Uma rápida discussão sobre passado, presente e futuro da inovação no setor, que vive o "Paradoxo do Pavão"

Carlos Cruz *

22/03/2019 às 7h05

Foto: Shutterstock

Ao longo dos anos, os bancos estruturaram seus sistemas legados para garantir a continuidade dos negócios. Porém, agora a transformação digital colocou as instituições financeiras tradicionais em uma armadilha.

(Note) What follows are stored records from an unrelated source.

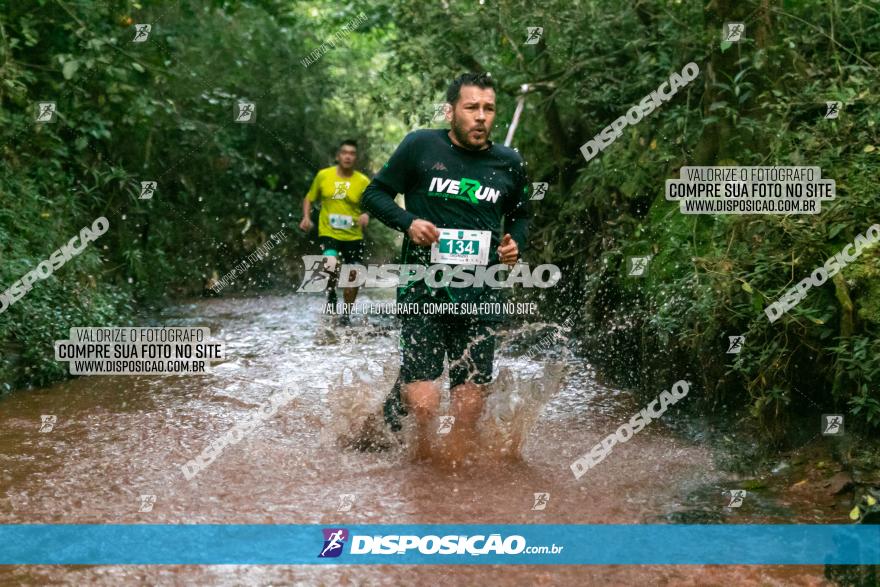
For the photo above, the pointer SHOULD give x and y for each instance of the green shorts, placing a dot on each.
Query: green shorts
(426, 340)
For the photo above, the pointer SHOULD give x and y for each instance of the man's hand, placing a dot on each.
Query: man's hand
(423, 233)
(508, 251)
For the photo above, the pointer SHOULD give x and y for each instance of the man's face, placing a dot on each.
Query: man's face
(346, 156)
(472, 116)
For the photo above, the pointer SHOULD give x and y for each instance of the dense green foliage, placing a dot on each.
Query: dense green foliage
(162, 110)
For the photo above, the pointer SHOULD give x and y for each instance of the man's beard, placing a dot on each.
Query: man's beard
(460, 132)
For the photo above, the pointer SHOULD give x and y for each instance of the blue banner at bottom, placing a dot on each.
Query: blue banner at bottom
(439, 544)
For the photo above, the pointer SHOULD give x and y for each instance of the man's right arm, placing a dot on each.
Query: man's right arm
(306, 222)
(378, 200)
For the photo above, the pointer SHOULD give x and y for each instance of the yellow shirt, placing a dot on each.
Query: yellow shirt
(340, 203)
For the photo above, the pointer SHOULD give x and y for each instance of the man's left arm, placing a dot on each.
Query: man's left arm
(517, 211)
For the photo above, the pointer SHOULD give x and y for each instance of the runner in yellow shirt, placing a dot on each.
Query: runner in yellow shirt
(341, 222)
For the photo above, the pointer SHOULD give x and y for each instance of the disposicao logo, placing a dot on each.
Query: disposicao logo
(334, 540)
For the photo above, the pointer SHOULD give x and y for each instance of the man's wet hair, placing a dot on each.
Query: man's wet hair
(350, 142)
(481, 80)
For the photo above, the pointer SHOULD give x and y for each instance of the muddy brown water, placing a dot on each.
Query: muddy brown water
(117, 438)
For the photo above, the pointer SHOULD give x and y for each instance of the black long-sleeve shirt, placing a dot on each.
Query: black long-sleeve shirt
(451, 187)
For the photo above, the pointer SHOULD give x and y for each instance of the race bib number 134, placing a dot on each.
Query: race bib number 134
(462, 247)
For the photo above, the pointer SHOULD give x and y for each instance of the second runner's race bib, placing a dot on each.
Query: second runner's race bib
(462, 247)
(341, 221)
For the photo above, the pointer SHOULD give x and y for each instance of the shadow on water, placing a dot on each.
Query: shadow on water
(121, 437)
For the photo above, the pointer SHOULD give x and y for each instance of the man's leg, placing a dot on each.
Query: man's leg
(472, 352)
(330, 250)
(423, 399)
(422, 353)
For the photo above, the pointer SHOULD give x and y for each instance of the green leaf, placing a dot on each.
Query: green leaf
(70, 68)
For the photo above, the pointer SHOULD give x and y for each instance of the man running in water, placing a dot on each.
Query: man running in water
(459, 180)
(341, 222)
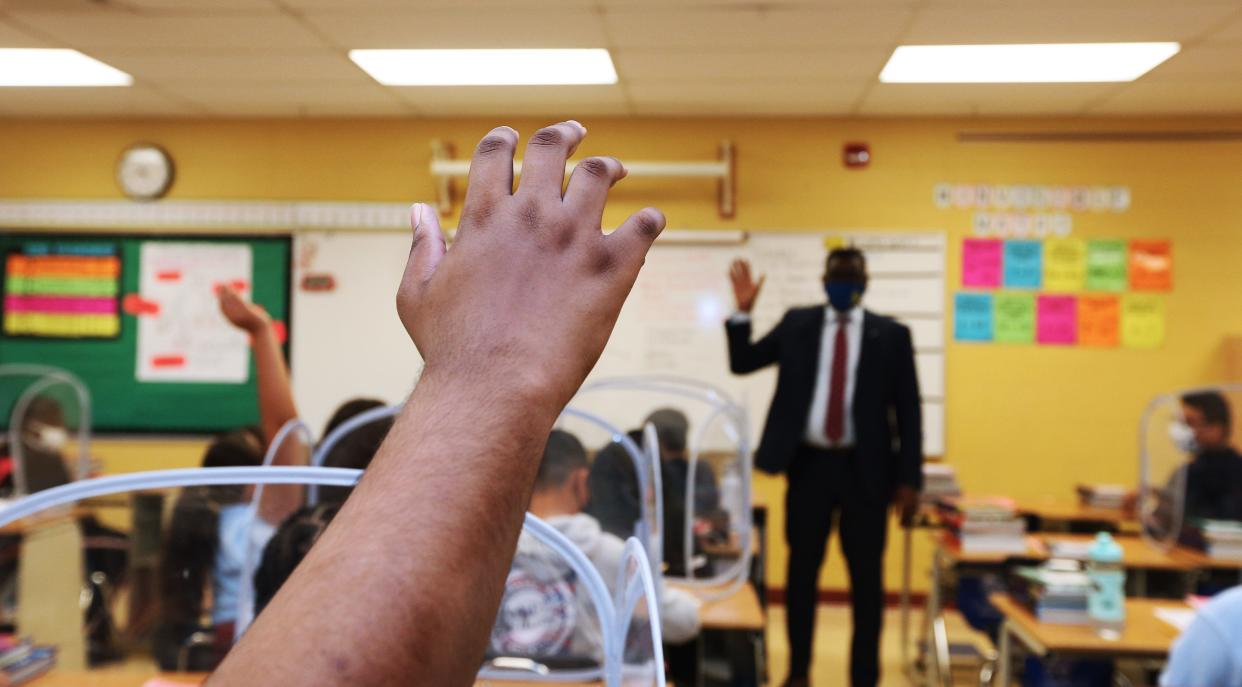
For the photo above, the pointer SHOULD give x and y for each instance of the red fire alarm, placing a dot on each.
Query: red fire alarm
(856, 155)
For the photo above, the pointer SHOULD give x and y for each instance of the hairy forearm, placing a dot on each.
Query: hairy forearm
(426, 539)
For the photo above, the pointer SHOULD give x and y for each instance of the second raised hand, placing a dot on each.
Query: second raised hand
(528, 296)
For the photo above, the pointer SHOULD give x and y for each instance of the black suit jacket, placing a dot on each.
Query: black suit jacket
(887, 413)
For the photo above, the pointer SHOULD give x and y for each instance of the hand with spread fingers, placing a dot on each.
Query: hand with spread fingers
(530, 290)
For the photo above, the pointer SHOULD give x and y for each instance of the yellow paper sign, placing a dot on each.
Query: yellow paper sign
(1065, 265)
(1143, 321)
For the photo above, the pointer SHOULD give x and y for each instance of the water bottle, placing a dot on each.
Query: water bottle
(1106, 603)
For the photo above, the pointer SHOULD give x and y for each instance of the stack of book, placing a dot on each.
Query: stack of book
(1055, 595)
(985, 524)
(1110, 497)
(1223, 539)
(939, 482)
(21, 661)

Ao mesmo tempo trouxe uma janela de oportunidades, obrigando os bancos a repensarem suas estratégias de modernização e inovação de forma dramática e isso pode representar a diferença entre ganhar ou perder em cada linha de negócio.

Se você é cliente de um banco e utiliza o internet banking ou mobile banking certamente já se deparou com alguma mensagem do tipo: “Sorry, Internet Banking is currently unavailable, please try again later”. Ou se você tentou utilizar um dos canais digitais para contratar um produto ou serviço disponível nos meios físicos (agências) e não encontrou nos canais digitais, isso pode significar que seu banco não conseguiu equalizar as inovações em suas plataformas.

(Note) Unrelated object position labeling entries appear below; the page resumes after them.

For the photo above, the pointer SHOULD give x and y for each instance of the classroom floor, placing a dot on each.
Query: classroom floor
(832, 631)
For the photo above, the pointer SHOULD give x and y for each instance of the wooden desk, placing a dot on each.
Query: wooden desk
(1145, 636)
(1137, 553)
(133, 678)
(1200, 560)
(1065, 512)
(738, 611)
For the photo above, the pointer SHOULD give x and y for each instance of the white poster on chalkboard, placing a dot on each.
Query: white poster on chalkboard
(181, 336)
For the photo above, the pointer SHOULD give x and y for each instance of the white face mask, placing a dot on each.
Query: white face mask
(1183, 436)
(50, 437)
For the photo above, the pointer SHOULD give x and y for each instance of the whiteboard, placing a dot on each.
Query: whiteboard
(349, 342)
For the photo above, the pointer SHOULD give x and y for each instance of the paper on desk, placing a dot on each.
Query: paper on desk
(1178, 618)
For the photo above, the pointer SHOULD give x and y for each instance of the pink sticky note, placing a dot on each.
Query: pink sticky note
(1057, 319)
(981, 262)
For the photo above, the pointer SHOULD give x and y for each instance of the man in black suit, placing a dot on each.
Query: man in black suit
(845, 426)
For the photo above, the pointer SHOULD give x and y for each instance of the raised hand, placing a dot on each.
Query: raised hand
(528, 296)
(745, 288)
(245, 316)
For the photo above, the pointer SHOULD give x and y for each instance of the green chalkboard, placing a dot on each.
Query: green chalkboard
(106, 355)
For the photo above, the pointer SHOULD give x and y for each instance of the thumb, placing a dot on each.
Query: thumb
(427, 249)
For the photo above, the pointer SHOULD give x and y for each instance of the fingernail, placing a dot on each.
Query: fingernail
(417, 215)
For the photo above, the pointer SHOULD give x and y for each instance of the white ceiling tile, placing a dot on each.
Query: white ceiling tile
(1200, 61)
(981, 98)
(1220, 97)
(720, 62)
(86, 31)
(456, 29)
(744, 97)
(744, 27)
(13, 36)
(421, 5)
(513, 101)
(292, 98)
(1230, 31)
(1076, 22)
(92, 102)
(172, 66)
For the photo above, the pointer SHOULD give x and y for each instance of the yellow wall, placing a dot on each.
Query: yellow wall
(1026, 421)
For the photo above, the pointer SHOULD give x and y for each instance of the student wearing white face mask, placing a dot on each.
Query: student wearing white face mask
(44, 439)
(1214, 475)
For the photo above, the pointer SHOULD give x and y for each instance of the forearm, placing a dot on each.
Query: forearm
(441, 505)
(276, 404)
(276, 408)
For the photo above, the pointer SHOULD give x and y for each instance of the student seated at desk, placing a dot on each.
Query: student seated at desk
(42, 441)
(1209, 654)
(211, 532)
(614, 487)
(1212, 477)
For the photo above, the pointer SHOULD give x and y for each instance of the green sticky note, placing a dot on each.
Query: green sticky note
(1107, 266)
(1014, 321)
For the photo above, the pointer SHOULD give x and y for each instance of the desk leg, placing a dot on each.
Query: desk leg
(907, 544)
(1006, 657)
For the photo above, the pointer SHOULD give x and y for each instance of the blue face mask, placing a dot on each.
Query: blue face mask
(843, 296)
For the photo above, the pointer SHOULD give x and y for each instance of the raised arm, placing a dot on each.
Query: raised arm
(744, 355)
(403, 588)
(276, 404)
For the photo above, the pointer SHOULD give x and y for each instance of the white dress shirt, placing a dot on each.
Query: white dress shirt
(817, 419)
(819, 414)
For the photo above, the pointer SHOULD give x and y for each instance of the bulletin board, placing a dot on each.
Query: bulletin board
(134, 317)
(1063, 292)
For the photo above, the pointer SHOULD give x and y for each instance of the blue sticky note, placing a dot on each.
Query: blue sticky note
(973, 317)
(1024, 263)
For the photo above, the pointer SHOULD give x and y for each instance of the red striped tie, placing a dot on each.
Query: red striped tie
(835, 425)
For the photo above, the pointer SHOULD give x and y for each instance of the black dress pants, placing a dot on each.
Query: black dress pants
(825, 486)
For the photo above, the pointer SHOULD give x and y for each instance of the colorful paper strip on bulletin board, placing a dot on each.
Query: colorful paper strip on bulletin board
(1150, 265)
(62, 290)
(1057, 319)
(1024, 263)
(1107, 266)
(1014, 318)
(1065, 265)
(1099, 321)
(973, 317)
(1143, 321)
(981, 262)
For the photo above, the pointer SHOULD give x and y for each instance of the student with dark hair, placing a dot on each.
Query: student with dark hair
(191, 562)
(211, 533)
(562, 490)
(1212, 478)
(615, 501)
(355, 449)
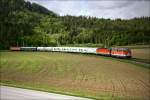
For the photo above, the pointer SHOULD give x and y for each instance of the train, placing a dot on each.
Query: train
(111, 52)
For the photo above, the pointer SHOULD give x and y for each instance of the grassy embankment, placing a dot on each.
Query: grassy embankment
(81, 75)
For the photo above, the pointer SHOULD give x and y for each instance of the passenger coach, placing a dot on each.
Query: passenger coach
(114, 52)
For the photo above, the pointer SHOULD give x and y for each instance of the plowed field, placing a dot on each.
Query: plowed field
(75, 74)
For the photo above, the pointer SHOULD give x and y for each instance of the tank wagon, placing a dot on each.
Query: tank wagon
(112, 52)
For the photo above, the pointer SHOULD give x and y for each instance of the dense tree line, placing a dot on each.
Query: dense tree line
(29, 24)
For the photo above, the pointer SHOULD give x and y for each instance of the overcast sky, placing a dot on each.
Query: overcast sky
(124, 9)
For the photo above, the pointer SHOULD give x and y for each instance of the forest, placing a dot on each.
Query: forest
(29, 24)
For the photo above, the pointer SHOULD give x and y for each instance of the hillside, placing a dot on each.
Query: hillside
(29, 24)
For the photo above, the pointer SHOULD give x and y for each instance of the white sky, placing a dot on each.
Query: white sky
(124, 9)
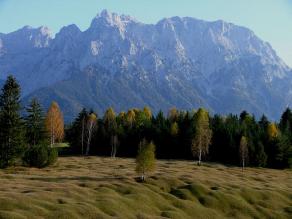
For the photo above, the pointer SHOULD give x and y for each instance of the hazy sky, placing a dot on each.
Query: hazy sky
(269, 19)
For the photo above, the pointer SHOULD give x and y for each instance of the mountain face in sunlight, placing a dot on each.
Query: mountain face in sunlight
(120, 62)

A modernização dos sistemas legados ou originadores é necessária para suportar as necessidades geradas pela transformação digital e as mudanças radicais de comportamento e expectativas do cliente.
As mudanças e as inovações surgem primeiro nos canais e os sistemas legados não estão prontos para se conectar às promessas do novo mundo.

O comportamento e as expectativas dos consumidores evoluíram na mesma medida em que vivenciam a transformação digital, interagindo com pessoas e organizações nas redes sociais, ao comprar produtos e serviços de grandes organizações e consumir conteúdos de forma ilimitada.

Os executivos dos bancos agora se esforçam para manter os antigos sistemas legados funcionando frente à todas as solicitações digitais que recebem diretamente dos canais on-line e de diversos tipos de device (omnichannel ainda é uma tendência inacabada no setor financeiro).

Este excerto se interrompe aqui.